The child in all of us that listens with eager excitement to fantastic tales of heroic knights and fair maidens never really leaves us. These fairy tales often take place in castles and fortresses, where the king and queen reside, and where knightly battles are waged. Even as adults, we can take pleasure in the exciting true histories behind the imposing structures that feature so prominently in these stories: today, we’ll introduce you to five unforgettable castles and palaces, in places where the tragic and romantic, past and present, collide.
Lichtenstein Castle – Baden-Württemberg, Germany
Lichtenstein Castle, in the German state of Baden-Württemberg, is everything you’d imagine a medieval castle to be. In the Middle Ages, Lichtenstein was regarded as an invincible fortress, but later lost its importance and was eventually even demolished. But the cousin of King Frederick I had a taste for knightly lore, and in the nineteenth century had the castle rebuilt in the Romantic style.

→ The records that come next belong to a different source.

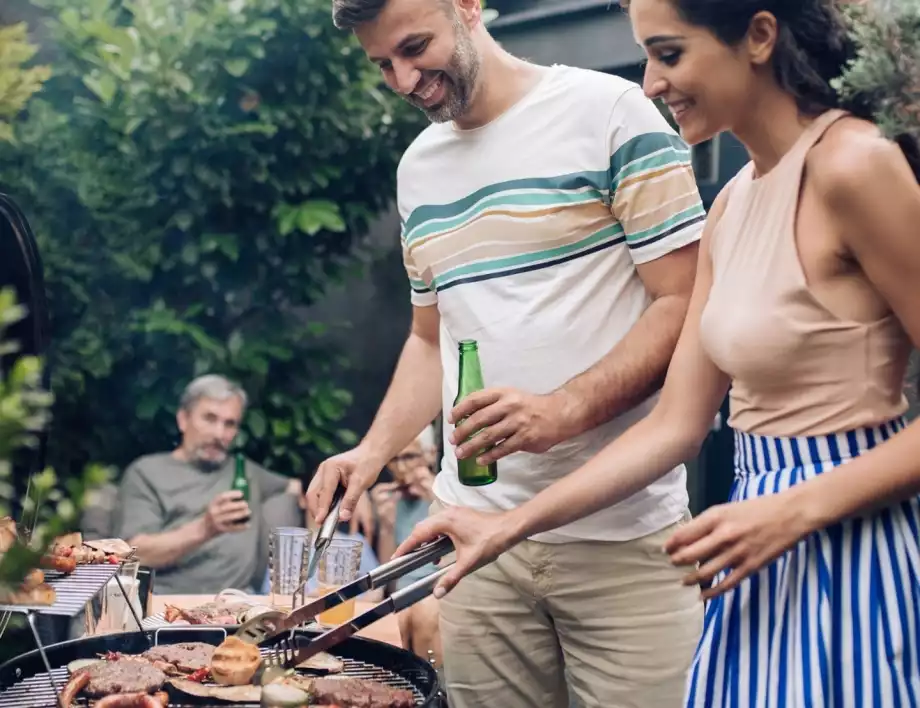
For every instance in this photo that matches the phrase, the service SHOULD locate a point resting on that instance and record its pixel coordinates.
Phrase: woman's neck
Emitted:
(770, 128)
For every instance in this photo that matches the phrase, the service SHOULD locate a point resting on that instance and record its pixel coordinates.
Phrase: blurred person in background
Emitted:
(403, 502)
(400, 505)
(177, 508)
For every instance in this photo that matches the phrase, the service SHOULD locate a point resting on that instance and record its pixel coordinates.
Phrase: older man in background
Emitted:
(177, 507)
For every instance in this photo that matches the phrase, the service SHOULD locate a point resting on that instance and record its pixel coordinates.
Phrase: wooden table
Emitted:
(384, 630)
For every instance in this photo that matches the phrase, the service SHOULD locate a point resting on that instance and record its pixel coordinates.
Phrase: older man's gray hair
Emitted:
(213, 386)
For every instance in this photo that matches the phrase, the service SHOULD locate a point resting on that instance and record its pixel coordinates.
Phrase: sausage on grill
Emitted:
(129, 700)
(76, 684)
(64, 564)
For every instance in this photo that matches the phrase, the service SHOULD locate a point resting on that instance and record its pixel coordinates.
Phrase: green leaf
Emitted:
(103, 86)
(237, 67)
(319, 214)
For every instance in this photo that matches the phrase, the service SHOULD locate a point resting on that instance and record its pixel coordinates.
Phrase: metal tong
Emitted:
(272, 624)
(326, 531)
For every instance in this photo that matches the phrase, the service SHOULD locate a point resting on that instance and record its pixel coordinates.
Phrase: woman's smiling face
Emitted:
(706, 84)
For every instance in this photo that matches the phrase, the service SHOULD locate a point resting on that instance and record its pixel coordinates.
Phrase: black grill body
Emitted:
(24, 682)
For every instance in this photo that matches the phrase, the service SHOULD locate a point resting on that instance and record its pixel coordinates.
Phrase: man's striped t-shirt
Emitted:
(526, 234)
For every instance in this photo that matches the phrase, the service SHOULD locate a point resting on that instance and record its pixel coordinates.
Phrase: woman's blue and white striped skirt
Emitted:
(834, 622)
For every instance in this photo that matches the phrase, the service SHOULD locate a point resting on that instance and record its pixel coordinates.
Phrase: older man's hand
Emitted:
(509, 420)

Lichtenstein Castle as it stands today presents a dramatic image: enthroned upon rocky cliffs, the castle tower extending resolutely into the sky, a single bridge the only connection to the outside world. The “fairy tale castle of Württemberg” was erected as a patriotic monument to the House of Wurttemberg, which is apparent from the magnificent interior design, featuring a plethora of portraits and family crests. The interior can only be viewed on a guided tour, but it’s possible to wander on your own through the castle garden and the romantic courtyard with its mighty artillery guns.

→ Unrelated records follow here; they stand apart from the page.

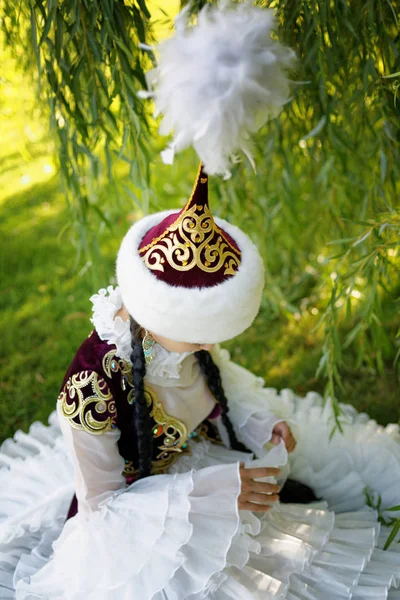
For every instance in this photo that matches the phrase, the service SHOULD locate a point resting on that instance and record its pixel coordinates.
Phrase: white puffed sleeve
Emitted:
(253, 409)
(98, 465)
(162, 536)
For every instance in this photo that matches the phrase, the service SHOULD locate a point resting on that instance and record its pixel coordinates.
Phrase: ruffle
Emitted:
(36, 480)
(249, 403)
(193, 542)
(161, 527)
(296, 551)
(116, 331)
(365, 456)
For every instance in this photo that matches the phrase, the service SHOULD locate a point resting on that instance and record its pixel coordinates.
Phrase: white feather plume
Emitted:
(219, 81)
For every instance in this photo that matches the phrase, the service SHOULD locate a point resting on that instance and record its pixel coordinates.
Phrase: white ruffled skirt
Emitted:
(180, 536)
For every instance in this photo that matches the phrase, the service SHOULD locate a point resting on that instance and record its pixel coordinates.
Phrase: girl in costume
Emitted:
(160, 473)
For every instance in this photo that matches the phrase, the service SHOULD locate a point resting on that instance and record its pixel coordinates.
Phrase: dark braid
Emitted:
(213, 377)
(141, 416)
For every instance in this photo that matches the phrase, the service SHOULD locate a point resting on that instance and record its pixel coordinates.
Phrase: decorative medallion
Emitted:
(86, 401)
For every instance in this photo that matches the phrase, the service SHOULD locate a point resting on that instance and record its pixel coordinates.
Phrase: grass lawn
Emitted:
(44, 297)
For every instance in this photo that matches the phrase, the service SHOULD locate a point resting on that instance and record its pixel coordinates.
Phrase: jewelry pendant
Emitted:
(147, 344)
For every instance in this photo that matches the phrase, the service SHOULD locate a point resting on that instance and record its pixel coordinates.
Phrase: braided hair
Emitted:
(141, 416)
(213, 378)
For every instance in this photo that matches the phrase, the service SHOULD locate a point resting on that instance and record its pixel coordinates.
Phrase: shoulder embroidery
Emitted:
(86, 401)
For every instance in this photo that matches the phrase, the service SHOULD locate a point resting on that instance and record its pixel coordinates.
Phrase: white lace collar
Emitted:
(116, 331)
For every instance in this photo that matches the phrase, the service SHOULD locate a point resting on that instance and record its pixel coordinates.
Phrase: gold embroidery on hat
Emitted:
(193, 241)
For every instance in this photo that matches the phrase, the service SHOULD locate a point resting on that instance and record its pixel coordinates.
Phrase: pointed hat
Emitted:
(189, 276)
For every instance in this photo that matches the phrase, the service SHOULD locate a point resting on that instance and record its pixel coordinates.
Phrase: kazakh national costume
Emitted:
(79, 521)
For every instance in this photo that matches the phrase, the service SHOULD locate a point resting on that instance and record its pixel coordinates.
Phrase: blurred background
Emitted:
(79, 162)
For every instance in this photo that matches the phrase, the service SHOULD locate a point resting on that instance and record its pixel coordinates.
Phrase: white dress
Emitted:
(180, 536)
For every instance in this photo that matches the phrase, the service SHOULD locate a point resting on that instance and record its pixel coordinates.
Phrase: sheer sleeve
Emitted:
(87, 416)
(253, 409)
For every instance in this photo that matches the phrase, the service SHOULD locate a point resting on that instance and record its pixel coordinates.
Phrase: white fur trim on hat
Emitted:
(195, 315)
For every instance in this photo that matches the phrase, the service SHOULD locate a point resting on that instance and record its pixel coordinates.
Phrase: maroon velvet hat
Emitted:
(188, 276)
(187, 248)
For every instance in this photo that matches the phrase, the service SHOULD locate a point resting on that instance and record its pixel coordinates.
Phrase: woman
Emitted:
(143, 485)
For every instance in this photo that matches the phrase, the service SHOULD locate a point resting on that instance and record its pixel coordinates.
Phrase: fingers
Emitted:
(257, 473)
(259, 498)
(254, 507)
(290, 443)
(260, 487)
(257, 495)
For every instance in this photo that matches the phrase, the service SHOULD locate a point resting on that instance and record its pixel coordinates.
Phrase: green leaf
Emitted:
(392, 535)
(49, 22)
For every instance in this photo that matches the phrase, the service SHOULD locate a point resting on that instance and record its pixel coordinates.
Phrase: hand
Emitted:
(256, 495)
(282, 431)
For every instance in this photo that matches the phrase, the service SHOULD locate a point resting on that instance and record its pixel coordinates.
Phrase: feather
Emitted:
(219, 81)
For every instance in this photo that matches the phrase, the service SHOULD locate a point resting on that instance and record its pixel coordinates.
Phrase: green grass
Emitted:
(44, 295)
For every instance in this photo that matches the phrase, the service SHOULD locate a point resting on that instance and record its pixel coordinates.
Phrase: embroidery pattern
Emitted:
(194, 241)
(87, 403)
(172, 432)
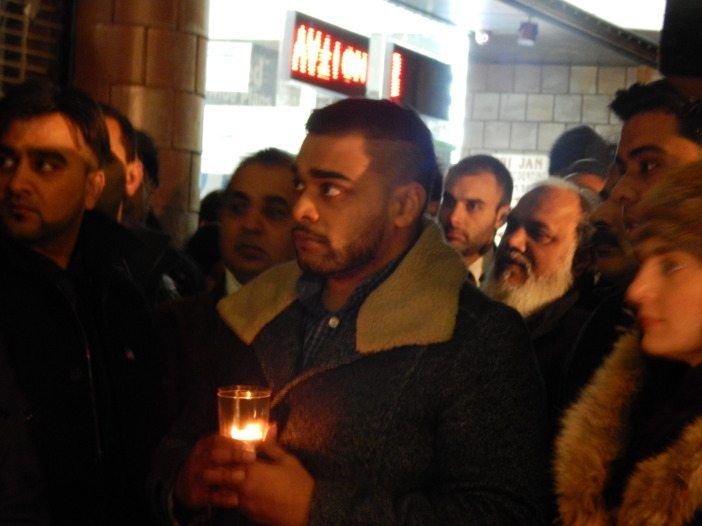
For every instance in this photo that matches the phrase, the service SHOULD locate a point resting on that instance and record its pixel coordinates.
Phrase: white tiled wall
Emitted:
(524, 108)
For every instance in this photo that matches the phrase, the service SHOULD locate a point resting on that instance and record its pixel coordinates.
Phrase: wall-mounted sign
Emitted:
(419, 82)
(526, 170)
(326, 56)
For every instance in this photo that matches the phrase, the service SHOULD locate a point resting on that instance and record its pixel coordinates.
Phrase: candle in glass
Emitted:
(243, 412)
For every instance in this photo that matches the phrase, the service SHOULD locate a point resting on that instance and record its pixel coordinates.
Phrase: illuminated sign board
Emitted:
(327, 56)
(419, 82)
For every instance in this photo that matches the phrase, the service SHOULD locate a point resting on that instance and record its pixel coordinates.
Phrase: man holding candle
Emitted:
(401, 394)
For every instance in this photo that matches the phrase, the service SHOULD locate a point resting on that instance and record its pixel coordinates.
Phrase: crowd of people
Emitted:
(421, 373)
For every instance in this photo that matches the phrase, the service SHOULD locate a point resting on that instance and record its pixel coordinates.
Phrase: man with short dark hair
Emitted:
(400, 393)
(73, 324)
(254, 235)
(123, 143)
(477, 197)
(163, 272)
(662, 131)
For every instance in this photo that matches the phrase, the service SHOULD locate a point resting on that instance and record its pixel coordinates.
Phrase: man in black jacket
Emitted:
(72, 322)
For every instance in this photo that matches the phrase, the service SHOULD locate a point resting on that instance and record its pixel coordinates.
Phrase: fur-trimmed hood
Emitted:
(393, 315)
(665, 489)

Cité de Carcassonne – France
The abundance of Châteaus in France is hardly a secret – there are more than 400 castles just on the Loire River and its tributaries alone. Given the plethora of options, a single castle just doesn’t seem to satisfy, and thus we present to you the Cité de Carcassone, the imposing, inhabited fortress town in the Carcassonne in the south of France. Wandering through the narrow alleyways of the old citadel is like taking a trip back in time: the entire city is one big open-air museum. The fortified town is protected by a double wall with a total of 52 towers which protect the city’s strategically important location. The city’s roots trace back to the first century BC, and it can be visited year round, for free. Not to be missed are the castle and the Basilica of Saints Nazarius and Celsus within the citadel (unfortunately, entry is only possible at the castle and city fortifications).
Fort São Jorge da Mina (Elmina Castle) – Ghana, Africa
Fort São Jorge da Mina, known today as Elmina Castle, may not be romantic in the classical sense, but it nevertheless boasts a lively history diverse influences, and an equally lively present. The castle was erected in by the Portuguese in 1482 on the Gold Coast (present-day Ghana), as the first European fortress in Africa south of the Sahara. Over the course of centuries, the keys passed from the Portuguese to the Dutch and finally to the British, leaving behind a fortress that tells the tragic tale of slavery and the gold trade. Although the dark tragedy of the past is palpable in the fortress dungeons, the lively present surrounding the fortification is a welcome contrast. The fish market bustles with fishermen, who sail their distinctive fishing boats in every color of the rainbow (known as pirogues) out to sea, and in front of the castle you’ll often find drummers and groups of dancers, who show up in force. The tragedy of yesterday forms a particularly stark contrast here against the vibrant colors and lively atmosphere of today!
Himeji – Japan
It may not exactly be an insider secret, but it’s nevertheless an absolute must: Himeji Castle is a rarity in Japan, as one of the few remaining original castles that has never been destroyed by people, war or earthquakes. Himeji was continually expanded from the 14th to the 17th century, and served as both a stately royal palace and military stronghold. Particularly imposing is the five-story main building in the center of the structure. From the outside it shines a beaming white, while the interior is clad in dark wood, lending a mysterious aura. The impressively reconstructed samurai homes and gardens surrounding the fortification bring the storied history of Japan to life. Himeji can be easily reached by day trip from Nara, Kyoto, Osaka or Kobe. The landscape is particularly beautiful at the beginning of April when the cherry blossoms are in bloom, but it’s also the most crowded time to visit.
Palacio de Generalife – Granada, Spain
If you ever visit the famous fortress complex of Alhambra, reigning majestically high above the Andalusian university town of Granada, be sure to plan a stop at the Palacio de Generalife into your visit. During the reign of the Moors in southern Spain, which resulted in a peculiar mixture of Spanish and Arab influences in art and architecture, this palace served as a summer accommodation for the Nasrid sultans. From here, you’ll enjoy an unforgettable view of the city, the surrounding landscape and the Sierra Nevada. In the palace itself, you can wander through secluded courtyards and lush gardens, which are watered with a sophisticated watering system. The canals and fountains are marvels in and of themselves, a wonderful way to spend a few relaxed hours in the palace. But if you plan to stick around, make sure you bring enough water with you! The best times of year for a day at the palace are spring or fall, and it’s best to plan around 2-3 hours for your visit. It’s also important to book your tickets in advance, as they’re often sold out on site!